Posted Mar 3, 2013 by Martin Armstrong
I was one of the three largest wholesale gold dealers going into 1980. I wrote the law making gold not taxable for the State of New Jersey stating it would not be taxed unless “converted to use” only to have the bureaucrats change that saying it was taxable because it was an “investment use” and the judges rewrote the law to accommodate the bureaucrats. The IRS came in and declared me to be a bank so they could audit all our customers (over 3,000) in 1981. I was there when the Hunt Brothers were buying silver 10 years before anyone heard of them shipping 5,000 ounce bars of silver. I have studied this market not for dogma but to make money. I am a trader – not a religious guru preaching something. Gold is a market with its ups and downs. I do not understand people who just say buy and never sell. That is what stock brokers told their clients during the Great Depression and that did not work out very well.
Anyone can preach “fiat” and inflation to hyperinflation and just tell everyone to buy and hold forever for one day you will be right just like a broken clock is correct twice a day. The problem is, gold is mortal. It declined by 50% from $200 to $100 into 1976 and it declined for 19 years from 1980 to 1999. This is about a market. Not about some religious belief in metals. It is what it is. Nothing more. There will be NO HYPERINFLATION – government will defend the bankers and wage war against its citizens rather than print money oblivious to everything.
The system is collapsing from its own weight. You can die from extreme cold or extreme heat – both will kill you. The same is true of hyperinflation and deflation. This is NOT about how high will gold soar in price – that assumes the dollar survives even as a measurement tool. This is about a store of wealth for the transition to the new currency that will inevitably be forced upon the world. Communism collapsed – now it is the Socialist’s turn.Sorry, but even in hyperinflation, real estate rose in value in Germany and became the backing of the new currency.

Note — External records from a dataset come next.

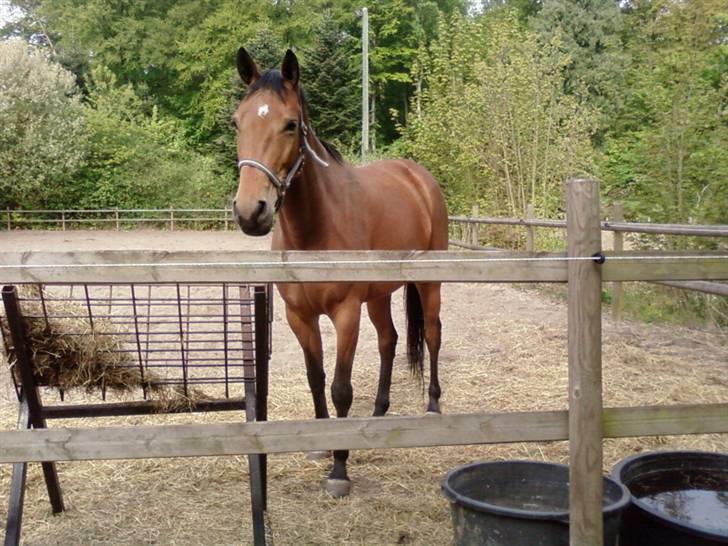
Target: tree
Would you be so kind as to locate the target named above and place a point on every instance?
(42, 136)
(590, 35)
(496, 125)
(666, 157)
(332, 84)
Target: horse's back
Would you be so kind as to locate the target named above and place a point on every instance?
(405, 206)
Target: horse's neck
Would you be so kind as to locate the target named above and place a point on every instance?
(311, 204)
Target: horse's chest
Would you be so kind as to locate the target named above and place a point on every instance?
(315, 299)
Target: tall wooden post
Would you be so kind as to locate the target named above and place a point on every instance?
(585, 372)
(475, 227)
(530, 230)
(364, 83)
(617, 216)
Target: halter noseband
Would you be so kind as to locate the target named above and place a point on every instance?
(282, 186)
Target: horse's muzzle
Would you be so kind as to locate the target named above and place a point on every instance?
(259, 223)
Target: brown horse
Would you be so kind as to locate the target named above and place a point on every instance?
(324, 204)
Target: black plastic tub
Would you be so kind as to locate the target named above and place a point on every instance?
(679, 498)
(520, 503)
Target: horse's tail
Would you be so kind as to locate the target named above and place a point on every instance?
(415, 330)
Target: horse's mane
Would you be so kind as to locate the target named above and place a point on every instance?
(273, 81)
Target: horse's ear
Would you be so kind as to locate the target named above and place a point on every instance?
(289, 68)
(247, 68)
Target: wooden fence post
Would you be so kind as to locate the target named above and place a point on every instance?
(585, 373)
(474, 227)
(618, 246)
(530, 230)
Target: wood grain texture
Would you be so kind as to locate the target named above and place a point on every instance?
(585, 365)
(214, 439)
(362, 266)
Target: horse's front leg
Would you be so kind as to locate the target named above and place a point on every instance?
(346, 319)
(306, 329)
(380, 313)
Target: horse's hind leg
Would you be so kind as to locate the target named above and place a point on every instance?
(346, 320)
(430, 298)
(380, 313)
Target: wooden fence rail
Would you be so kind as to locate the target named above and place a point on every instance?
(213, 439)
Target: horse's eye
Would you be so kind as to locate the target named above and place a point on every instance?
(290, 126)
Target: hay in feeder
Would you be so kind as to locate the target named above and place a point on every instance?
(70, 353)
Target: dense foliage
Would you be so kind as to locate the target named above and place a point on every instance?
(111, 103)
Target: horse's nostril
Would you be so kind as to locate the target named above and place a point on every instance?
(262, 205)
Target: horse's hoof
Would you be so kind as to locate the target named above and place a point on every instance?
(318, 455)
(337, 488)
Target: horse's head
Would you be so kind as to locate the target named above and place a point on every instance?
(271, 143)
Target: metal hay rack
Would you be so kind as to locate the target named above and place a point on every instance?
(129, 349)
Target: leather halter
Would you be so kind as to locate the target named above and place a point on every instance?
(282, 186)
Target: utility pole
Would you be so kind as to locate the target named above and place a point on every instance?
(364, 83)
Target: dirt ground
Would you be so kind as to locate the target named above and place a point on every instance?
(504, 349)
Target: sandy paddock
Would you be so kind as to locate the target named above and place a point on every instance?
(504, 349)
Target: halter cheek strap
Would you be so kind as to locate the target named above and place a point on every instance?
(282, 186)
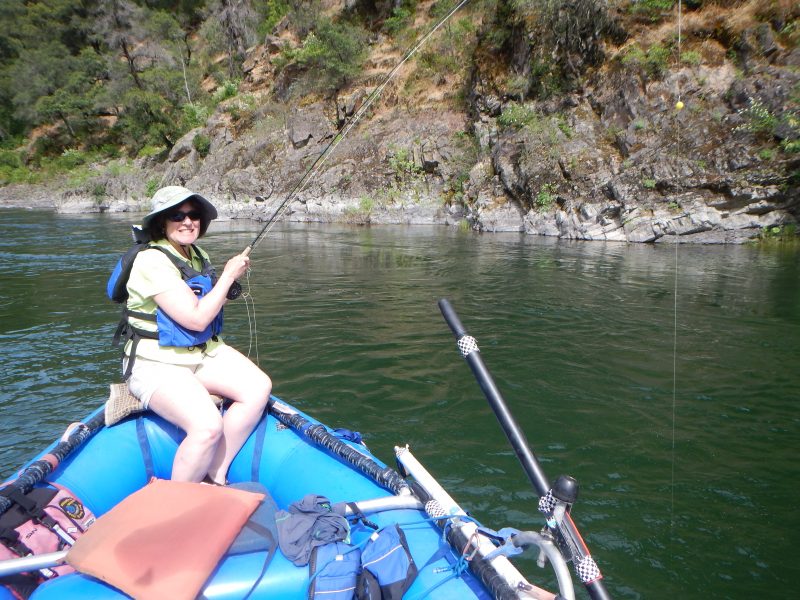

Yes, we were always well capitalized and spent more on research than most analysts made in a lifetime. My personal philosophy was simple – I knew nothing and followed the breadcrumbs and let the markets teach me what they were all about. Predetermined concepts produce inevitable losses.
On reader wrote:
Yesterday, at the end of his show, a listener called [HOST] and asked him the same question about the relationship between real estate and interest rates, which is the subject of your last post. [The HOST] gave the exact opposite answer than you…
I listen to his show every day only by curiosity. Every single day he says :”Buy gold, buy gold, it will go up”. When it goes up, he says:” I told you so!”; and when it goes down, he says: “It is the best time to buy!”. And 2 or 3 weeks ago, a listener asked him if gold and inflation are exactly correlated. He answered that it is not a perfect correlation, sometimes they diverge for a short period of time and he gave as an example the period 1980-1999 saying that it was a time to accumulate. 19 years = a short period of time? It is more than half my life! He should instead advice people to emigrate to a country where the government is not hungry of their money, it is a much better alternative than the passive buying of magical gold.
Fortunately your write posts, which prevents me to become (or stay) as dumb as the majority, including those who have PhDs.